Corneal epithelial defects heal by migration and proliferation of cells at the margins of the abrasion over the denuded area.[3], [5] For abrasions involving less than 60% of the total corneal surface area, there is an exponential decrease in wound size with time and wounds heal in 1-4 days. With both methods of treatment all abrasions in this study healed within 3 days. The corneal abrasions took 2.6 days to heal in the patch group, compared with 2.3 days in the no-patch group so it appears that the control group healed faster.[5]

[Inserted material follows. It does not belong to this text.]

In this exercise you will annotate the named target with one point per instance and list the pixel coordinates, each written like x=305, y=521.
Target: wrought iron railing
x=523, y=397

Not only healing times were increased the patching caused discomfort in the group of patients who received a pressure patch leading to 8 persons not complying with the treatment protocol. Patients in the no-patch group had significantly faster healing times and lower pain level scores and had a better compliance with treatment protocols.[5] All of the patients in the no-patch group had complied with the study guidelines.

Pitfalls
As with any study of this size, in the current study, statistical error and bias may be present. Although we made every attempt to minimize these errors, some were unavoidable. Because the patients were entered into the study after the diagnosis was made and were randomized at that time, the observer and patients were not masked to the treatment protocol. This allowed for the possibility of observer bias. In addition, follow-up visits often allowed the observer the chance to determine what treatment protocol the patient was in. To circumvent this problem, we performed both subjective and objective measurements of healing; however, we could not eliminate this source of error. Also, we did not chart the amount of mild oral analgesics consumed by the study participants.
Conclusion
Amidst the various school of thought about patching in corneal abrasion, various studies have shown both the merits and demerits of patching. Though the exact mechanism of action of pathing is not lucid possibly it reduces the mechanical friction by preventing blinking. On the contrary some speak against patching saying that pressure patching over a closed eye lid chokes the corneal oxygenation leading to anaerobic metabolism that depletes the corneal glycogen reserve. The pressure patch may locally increase the corneal temperature that slows down healing and can invite microbial invasion. It has been seen that there is a reluctant attitude of patient towards patching because of two conditions one psychological effect making it appear as a grave disease and number two the loss of binocularity. One thing to take into consideration that if an undetected foreign body remains in the conjunctival fornixes a pressure patch on a bad day can cause impaction of foreign body which in due course of time can become nidus of infection. Thus, although the pressure patch has some theoretical advantages, our results combined with the risk of complications from application of a pressure patch suggest that future treatment of corneal abrasions should not involve use of the pressure patch.
Source of Funding
None
Conflict of Interest
The authors declare that there is no conflict of interest.